Rhetoric’s Role: Gregory, Augustine, Boethius March 16, 2018

Spin, the art of making a bad case seem better, is bad for our republic.

Rhetoric, making a good case beautiful,  is not bad and a good dose of rhetorical training will make us immune to spin and make those tempted to spin think again.

This term I taught Gregory Nanzianzus, Augustine of Hippo, and Boethius in a three week period. Other than Christianity they had this in common: they were all skilled in the Roman art of rhetoric. Augustine was even qualified to teach it!

Rhetoric has gotten a bad reputation and the greatest of philosophers, Plato, is partly responsible. Plato faced down the academic establishment of his day, men who built their careers on exploitation and theft. They had learned how to use fancy words to make a bad case sound good. Thrasymachus persuaded many young men that injustice was better than justice and the end result would be the fall of the Athenian city-state. Plato saw all this coming and he hated it. He called such men lovers of words, rhetoricians, as opposed to those who loved wisdom, philosophers.

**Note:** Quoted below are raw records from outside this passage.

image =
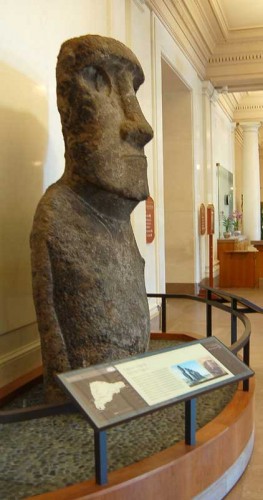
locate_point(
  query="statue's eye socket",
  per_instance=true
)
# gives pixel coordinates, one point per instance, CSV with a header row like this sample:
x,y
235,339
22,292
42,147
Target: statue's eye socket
x,y
98,78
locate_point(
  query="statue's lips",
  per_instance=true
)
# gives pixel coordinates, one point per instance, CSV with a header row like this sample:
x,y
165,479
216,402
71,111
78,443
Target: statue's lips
x,y
135,160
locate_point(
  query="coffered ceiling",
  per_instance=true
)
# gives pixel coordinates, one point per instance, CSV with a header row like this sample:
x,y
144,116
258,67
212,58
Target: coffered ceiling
x,y
223,39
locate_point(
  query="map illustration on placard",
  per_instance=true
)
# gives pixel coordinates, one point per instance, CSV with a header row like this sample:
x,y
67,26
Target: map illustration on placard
x,y
103,392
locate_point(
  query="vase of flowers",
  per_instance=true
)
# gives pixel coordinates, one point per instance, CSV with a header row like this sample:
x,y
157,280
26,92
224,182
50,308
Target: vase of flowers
x,y
237,218
227,223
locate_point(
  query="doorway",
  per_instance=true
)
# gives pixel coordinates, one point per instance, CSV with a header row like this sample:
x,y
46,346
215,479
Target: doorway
x,y
178,179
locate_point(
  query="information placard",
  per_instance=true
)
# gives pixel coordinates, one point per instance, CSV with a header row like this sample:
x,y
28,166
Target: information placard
x,y
114,392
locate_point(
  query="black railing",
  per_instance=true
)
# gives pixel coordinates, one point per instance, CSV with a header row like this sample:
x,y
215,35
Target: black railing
x,y
236,306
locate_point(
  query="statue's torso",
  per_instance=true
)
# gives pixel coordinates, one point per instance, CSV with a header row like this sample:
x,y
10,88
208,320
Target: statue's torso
x,y
99,294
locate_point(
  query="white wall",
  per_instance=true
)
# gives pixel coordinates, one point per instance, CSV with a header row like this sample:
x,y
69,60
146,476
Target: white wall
x,y
32,149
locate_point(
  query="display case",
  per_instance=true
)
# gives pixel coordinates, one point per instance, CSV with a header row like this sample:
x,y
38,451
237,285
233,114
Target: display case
x,y
239,263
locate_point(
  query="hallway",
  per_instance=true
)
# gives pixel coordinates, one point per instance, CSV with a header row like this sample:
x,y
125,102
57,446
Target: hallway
x,y
190,317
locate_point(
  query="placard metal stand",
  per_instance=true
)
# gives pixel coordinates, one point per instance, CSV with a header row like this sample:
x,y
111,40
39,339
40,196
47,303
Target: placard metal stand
x,y
113,393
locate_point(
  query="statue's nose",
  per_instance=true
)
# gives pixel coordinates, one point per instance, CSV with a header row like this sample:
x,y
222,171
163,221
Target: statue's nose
x,y
135,129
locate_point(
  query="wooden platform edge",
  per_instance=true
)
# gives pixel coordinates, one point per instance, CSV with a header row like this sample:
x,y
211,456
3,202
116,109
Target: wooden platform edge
x,y
181,470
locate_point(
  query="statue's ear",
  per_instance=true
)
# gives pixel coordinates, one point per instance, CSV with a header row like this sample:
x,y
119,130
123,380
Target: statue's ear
x,y
95,79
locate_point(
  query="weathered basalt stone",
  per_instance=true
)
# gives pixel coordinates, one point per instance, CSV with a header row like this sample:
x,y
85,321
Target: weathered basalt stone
x,y
87,272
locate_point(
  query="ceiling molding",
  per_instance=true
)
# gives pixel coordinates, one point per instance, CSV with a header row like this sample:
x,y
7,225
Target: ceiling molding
x,y
189,28
232,58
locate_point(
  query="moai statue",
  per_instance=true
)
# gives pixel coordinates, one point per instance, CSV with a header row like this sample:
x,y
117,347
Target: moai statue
x,y
87,272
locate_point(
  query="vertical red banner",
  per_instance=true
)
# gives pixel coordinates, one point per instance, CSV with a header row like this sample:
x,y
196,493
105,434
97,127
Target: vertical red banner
x,y
149,220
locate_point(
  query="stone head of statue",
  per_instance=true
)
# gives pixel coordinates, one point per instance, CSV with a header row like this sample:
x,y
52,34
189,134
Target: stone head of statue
x,y
103,126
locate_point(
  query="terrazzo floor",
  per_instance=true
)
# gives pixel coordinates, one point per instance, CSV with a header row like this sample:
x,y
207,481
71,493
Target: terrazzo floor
x,y
45,454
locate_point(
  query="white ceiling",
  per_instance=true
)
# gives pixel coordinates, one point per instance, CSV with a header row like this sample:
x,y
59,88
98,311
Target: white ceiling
x,y
241,14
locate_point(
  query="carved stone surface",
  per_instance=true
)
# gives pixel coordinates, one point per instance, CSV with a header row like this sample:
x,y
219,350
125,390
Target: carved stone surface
x,y
87,272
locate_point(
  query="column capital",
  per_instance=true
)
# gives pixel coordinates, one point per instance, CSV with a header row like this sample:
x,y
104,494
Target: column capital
x,y
250,126
209,91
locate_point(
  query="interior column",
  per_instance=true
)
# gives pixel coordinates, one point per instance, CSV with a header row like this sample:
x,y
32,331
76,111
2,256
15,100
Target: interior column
x,y
251,181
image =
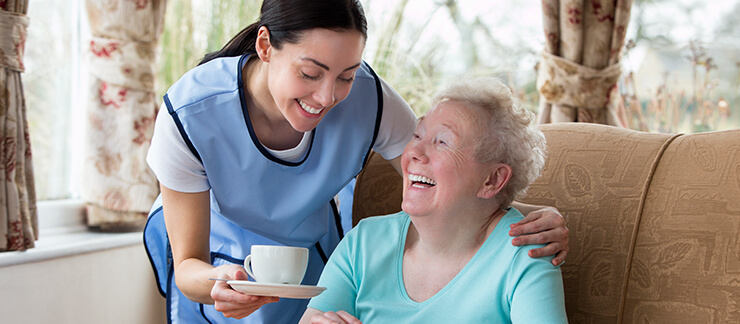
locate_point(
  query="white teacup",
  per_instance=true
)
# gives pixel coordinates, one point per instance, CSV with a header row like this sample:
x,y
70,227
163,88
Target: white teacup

He may not have meant to do so, but the Master set us up for ugliness for millenia. From his day forward, ugly arguments, bad presentations, could be excused, even praised, as not “rhetoric”. Meanwhile those who took the time to make goodness beautiful were condemned as mere rhetoricians. Make no mistake:

Making a bad argument sound good is bad. 

Plato is right when he says spin is bad, but the art of rhetoric is so not spin. Putting truth in an ugly way is indecent or associating it with lies is wicked. That’s spin. So many Christian movies do this very thing: we take the pearl of great price and put it in a setting made of plastic covered in cheap gold paint. This is vile and we should stop. We owe the truth the best we have, not what we can do in our spare time, if we can, and if it pencils out in Accounting.

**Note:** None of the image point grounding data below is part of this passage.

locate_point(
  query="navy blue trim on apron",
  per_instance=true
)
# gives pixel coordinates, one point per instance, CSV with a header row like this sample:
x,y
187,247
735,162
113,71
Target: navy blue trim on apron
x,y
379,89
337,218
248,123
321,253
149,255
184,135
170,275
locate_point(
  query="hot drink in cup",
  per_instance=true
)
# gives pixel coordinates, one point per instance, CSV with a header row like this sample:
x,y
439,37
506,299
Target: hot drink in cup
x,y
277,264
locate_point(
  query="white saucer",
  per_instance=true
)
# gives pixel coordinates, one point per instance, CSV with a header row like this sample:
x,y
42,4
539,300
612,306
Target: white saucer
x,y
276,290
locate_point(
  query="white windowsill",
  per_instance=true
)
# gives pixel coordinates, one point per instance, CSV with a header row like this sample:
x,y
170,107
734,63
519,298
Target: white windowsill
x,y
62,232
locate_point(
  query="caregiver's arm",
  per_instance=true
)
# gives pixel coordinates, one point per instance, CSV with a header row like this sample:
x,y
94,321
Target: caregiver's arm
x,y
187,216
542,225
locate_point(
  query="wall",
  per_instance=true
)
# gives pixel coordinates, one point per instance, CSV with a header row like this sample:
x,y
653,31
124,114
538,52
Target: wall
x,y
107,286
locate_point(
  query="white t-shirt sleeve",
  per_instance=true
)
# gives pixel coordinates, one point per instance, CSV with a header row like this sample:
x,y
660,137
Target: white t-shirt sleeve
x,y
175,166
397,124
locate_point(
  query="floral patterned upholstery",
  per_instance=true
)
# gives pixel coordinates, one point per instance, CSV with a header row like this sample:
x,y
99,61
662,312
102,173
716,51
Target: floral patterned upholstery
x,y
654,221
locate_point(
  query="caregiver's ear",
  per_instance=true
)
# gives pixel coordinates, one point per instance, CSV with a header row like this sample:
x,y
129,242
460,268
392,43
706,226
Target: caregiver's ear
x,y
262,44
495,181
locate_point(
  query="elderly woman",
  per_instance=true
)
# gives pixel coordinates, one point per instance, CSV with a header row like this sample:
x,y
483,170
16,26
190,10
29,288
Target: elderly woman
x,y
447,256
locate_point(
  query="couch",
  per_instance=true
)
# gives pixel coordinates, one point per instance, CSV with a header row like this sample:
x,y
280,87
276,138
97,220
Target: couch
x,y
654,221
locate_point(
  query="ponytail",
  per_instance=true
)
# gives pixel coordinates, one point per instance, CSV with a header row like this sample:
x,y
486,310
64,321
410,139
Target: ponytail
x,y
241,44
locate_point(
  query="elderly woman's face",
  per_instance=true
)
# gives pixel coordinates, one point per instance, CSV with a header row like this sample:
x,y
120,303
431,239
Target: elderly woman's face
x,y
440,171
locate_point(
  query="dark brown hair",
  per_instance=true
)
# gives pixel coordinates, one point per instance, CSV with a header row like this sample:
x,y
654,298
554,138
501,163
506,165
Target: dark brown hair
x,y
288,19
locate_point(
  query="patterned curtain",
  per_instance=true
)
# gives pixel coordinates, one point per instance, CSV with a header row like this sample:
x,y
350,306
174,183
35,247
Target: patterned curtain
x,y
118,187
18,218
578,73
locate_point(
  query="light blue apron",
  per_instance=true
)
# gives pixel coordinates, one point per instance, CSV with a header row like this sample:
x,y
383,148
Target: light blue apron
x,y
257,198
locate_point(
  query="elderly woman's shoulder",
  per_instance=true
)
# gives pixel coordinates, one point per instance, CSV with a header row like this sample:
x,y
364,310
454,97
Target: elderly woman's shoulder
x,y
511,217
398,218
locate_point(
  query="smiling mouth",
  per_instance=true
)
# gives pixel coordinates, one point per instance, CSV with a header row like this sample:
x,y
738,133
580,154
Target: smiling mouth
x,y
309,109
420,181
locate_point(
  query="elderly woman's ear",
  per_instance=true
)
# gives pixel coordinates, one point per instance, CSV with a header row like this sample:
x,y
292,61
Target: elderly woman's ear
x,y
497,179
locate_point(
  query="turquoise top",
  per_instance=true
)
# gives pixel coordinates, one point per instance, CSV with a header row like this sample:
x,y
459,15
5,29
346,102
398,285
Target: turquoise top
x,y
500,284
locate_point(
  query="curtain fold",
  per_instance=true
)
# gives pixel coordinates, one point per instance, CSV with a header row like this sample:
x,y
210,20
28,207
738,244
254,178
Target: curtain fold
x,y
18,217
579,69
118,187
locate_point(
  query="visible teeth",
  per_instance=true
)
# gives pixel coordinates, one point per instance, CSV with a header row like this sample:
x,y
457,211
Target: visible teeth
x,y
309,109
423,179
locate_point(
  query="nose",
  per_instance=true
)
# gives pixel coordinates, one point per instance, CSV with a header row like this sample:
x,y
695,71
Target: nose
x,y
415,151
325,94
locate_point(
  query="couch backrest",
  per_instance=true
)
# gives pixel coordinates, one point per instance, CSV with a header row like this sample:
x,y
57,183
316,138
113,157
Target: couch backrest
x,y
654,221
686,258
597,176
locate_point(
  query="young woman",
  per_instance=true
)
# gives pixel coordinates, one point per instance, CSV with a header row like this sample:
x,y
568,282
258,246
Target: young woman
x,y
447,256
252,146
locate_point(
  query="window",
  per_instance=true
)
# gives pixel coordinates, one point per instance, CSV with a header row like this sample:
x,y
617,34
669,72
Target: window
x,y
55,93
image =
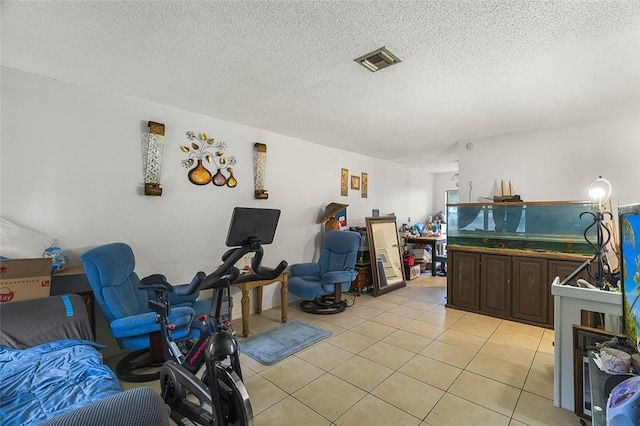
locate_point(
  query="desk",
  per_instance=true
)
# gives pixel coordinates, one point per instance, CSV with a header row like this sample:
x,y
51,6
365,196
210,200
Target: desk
x,y
246,300
434,242
73,280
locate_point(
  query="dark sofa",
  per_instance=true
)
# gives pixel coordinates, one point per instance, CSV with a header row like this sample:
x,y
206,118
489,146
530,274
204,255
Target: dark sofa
x,y
52,373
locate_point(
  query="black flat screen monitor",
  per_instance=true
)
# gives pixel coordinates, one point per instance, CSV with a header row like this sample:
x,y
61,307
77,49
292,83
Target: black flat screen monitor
x,y
629,223
252,225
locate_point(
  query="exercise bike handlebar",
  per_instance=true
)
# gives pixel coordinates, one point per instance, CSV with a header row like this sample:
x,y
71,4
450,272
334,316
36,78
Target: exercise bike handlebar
x,y
227,272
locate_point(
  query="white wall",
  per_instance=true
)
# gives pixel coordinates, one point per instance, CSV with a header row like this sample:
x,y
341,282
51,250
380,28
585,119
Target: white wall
x,y
556,164
71,166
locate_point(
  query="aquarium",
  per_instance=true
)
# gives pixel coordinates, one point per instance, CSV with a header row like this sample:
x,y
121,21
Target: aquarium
x,y
629,221
539,226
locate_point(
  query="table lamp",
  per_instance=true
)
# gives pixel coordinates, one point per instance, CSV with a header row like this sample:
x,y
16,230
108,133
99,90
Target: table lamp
x,y
599,192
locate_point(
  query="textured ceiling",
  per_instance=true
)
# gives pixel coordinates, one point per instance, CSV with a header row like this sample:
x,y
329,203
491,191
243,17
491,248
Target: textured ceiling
x,y
470,69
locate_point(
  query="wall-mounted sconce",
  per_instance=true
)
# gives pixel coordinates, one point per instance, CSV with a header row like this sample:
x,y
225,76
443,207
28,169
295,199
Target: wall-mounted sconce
x,y
152,147
259,168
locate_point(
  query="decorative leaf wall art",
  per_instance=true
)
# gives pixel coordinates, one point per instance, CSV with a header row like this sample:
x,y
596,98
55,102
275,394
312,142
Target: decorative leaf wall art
x,y
202,149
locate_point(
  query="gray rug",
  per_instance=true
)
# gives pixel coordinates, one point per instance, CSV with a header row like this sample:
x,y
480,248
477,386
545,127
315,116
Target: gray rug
x,y
271,346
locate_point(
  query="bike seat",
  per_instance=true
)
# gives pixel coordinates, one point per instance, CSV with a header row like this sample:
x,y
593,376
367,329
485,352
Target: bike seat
x,y
155,282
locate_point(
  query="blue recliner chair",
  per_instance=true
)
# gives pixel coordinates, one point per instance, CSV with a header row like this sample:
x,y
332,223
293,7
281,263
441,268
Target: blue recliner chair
x,y
110,271
321,284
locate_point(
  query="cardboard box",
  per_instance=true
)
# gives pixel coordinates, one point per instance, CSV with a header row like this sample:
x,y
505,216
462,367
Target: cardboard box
x,y
23,279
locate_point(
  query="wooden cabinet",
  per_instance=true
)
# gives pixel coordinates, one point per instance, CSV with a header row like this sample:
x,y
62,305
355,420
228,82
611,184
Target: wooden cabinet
x,y
510,284
495,287
531,290
465,280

An attack on the rhetorician (who is good) is often the attack of the accounting department on beauty. My own field, philosophy, has refused to move towards the lack of rigor in some other humanities (looking at you English), but has also prized inscrutability over clarity. Rigor does not necessitate ugly prose as GEM Anscombe proved daily.

Christians should love words, because we are saved by the Word. We honor Jesus when we make what we say as true and as beautiful as we can. I know I cannot write like CS Lewis or argue like GEM Anscombe or tell a story like Dorothy Sayers, but I do my best. I honor God with my best, even when it is lame.

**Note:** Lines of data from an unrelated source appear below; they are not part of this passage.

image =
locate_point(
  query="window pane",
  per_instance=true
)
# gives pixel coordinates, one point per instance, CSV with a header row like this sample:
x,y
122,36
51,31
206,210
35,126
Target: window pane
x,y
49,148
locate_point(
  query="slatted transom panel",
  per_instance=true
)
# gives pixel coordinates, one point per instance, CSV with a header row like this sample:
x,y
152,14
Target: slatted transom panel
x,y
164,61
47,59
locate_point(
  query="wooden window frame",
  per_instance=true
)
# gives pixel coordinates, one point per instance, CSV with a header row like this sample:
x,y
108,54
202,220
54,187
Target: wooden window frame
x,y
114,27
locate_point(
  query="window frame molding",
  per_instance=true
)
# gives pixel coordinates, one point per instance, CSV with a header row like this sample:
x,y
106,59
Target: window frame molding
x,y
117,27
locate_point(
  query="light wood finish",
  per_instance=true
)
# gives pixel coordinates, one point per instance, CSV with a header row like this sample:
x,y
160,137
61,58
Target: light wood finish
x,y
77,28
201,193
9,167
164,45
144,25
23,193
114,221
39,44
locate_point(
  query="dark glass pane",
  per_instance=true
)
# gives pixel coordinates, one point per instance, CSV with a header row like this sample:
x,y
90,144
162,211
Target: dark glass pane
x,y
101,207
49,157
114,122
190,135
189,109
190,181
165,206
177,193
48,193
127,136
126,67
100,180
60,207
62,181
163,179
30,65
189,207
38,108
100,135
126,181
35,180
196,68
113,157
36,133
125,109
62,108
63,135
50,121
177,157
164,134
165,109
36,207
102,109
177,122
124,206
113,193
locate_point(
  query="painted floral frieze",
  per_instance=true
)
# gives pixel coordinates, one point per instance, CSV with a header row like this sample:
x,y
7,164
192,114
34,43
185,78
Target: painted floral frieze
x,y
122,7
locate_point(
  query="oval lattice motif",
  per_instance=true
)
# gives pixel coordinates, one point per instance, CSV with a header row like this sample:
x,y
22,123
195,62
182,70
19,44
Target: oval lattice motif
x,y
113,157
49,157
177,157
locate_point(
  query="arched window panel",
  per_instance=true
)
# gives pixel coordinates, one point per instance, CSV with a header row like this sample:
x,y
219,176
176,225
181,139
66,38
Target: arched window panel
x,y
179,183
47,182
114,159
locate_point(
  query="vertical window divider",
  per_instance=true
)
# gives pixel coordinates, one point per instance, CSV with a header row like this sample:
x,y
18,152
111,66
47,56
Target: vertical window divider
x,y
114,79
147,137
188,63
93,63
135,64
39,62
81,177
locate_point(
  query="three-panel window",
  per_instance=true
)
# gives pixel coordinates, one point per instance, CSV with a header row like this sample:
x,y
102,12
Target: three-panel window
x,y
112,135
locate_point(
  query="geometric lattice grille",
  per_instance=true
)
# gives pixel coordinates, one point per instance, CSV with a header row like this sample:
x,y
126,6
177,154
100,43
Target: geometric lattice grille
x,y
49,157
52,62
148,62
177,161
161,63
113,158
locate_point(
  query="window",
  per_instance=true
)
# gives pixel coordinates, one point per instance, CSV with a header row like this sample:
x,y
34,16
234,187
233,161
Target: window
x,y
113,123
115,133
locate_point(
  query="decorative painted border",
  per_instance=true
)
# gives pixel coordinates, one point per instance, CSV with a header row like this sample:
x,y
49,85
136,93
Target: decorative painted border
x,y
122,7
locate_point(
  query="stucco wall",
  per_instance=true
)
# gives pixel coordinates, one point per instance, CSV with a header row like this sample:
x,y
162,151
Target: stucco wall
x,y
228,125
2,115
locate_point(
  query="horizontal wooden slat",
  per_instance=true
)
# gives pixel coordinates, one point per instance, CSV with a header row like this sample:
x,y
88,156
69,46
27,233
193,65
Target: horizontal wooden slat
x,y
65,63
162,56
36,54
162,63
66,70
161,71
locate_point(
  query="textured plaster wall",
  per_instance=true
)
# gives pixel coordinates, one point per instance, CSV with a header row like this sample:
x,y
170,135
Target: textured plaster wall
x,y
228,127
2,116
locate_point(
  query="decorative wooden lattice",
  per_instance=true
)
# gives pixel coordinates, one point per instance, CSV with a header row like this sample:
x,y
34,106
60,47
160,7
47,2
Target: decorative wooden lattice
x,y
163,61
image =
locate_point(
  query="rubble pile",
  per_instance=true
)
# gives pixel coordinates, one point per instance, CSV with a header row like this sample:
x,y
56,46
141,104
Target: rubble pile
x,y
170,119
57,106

Better to quit a job than to do crap in Jesus’ name.

We dishonors the truth when we do not care about beauty.

Instead, rhetoric, story-telling, comes together with truth and the love of wisdom in a great writer like Plato (note irony here) or Saint John and we are persuaded. There is no virtue in a sound argument said badly or an unsound argument said beautifully, but that is not our choice. Instead, we can speak the truth, as true as we know, in as beautiful a manner as we can.

The setting matches the gem.

Gregory, Augustine, Boethius gave us such gifts. Let’s raise up a generation that does the same. To do so . . .we will have to do our best!